In his second inaugural address, President Obama told us how he feels. Here’s the quote:
“The commitments we make to each other through Medicare and Medicaid and Social Security, these things do not sap our initiative, they strengthen us. They do not make us a nation of takers; they free us to take the risks that make this nation great.”
You might want to read that again, perhaps a couple of times.
Some say the two epochs of American history are before the Civil War and since the Civil War. A wiser dividing point might be before and since the Great Depression when federal and state lawmakers decided to become more involved with individuals and with businesses.
We have traced this before. Mississippi was devastated by Mississippi River flooding in 1927. Not one red cent was allocated by Congress for relief. Not one red cent. Same for the San Francisco fire, the Johnstown flood, the Chicago fire and all similar tragedies. It was simply not considered a federal government role to help cities, states or individuals in such situations.
The shift has been 180 degrees.
Hurricane Katrina devastated Mississippi in 2005. Congress, with Thad Cochran and Trent Lott in power positions in the U.S. Senate (and their Republican colleague Haley Barbour in the governor’s office), opened the federal treasury to the state and its people. Depending on what’s included in the tally, at least $10 billion – twice the state’s entire annual general fund budget – poured in. Included were grants to homeowners who had no flood insurance (because their homes were not in declared flood zones).
Since Sandy late last year, Congress has anted up the better part of a $60 billion request for repairs and renovations in the New Jersey, New York region.
Government aid to and involvement with commerce, including agriculture, as well as individuals who need money for food, medicine or rent or who are unable to find jobs, has followed much the same path.
Rather than not helping or being expected to help, city, county and state governments and especially the feds have become the go-to resource. When a cold spell damages the orange crop, everyone expects government to take care of the farmers. When a bank or private pension fund is “too big to fail,” federal law now actually promises taxpayers will not let it. On and on.

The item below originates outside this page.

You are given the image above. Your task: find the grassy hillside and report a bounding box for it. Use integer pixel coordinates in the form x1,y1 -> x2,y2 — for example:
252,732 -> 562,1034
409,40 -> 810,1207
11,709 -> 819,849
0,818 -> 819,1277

Perhaps President Obama didn’t mean to make the connection, but his use of the word “takers” stood out. Remember, Mitt Romney was vilified after telling a group of donors that 47 percent of Americans were “takers,” meaning their only interest in government is what it could do for them.
Conservatives, unlike the liberal president, often take the position that government has, in fact, sucked the life out of initiative; that too few these days “hitch up their britches” (as Barbour would say) because they know government will send them a check, pay their bills, buy their food. (Of course, a problem is their analysis is almost exclusively applied to poverty programs and rarely to bailouts of Wall Street firms, which they often support.)
Anyway, the president’s position is that creating safety nets (for the rich and poor alike) actually frees us to be creative. His take is that if we know we won’t starve, we might be more likely, in his words, to take risks.
The president didn’t settle the debate.
On one hand, many agricultural enterprises as well as companies such as Chrysler, Ford and General Motors have benefitted from being “takers” as have manufacturers in Mississippi, including Nissan and Toyota.
On the other, there’s no discounting a surge in single-parent households has tracked programs where the lower the household income, the greater the aid provided.
President Obama does not mask his belief that wealth distribution is good for America, good for Americans.
Not many people listened to the speech; fewer parsed it for key phrases. But he told us where he stands and why. Those who see things differently might consider doing the same. Were we a better country before Social Security? Medicare? Medicaid? Was it better when everyone was left to fend for themselves?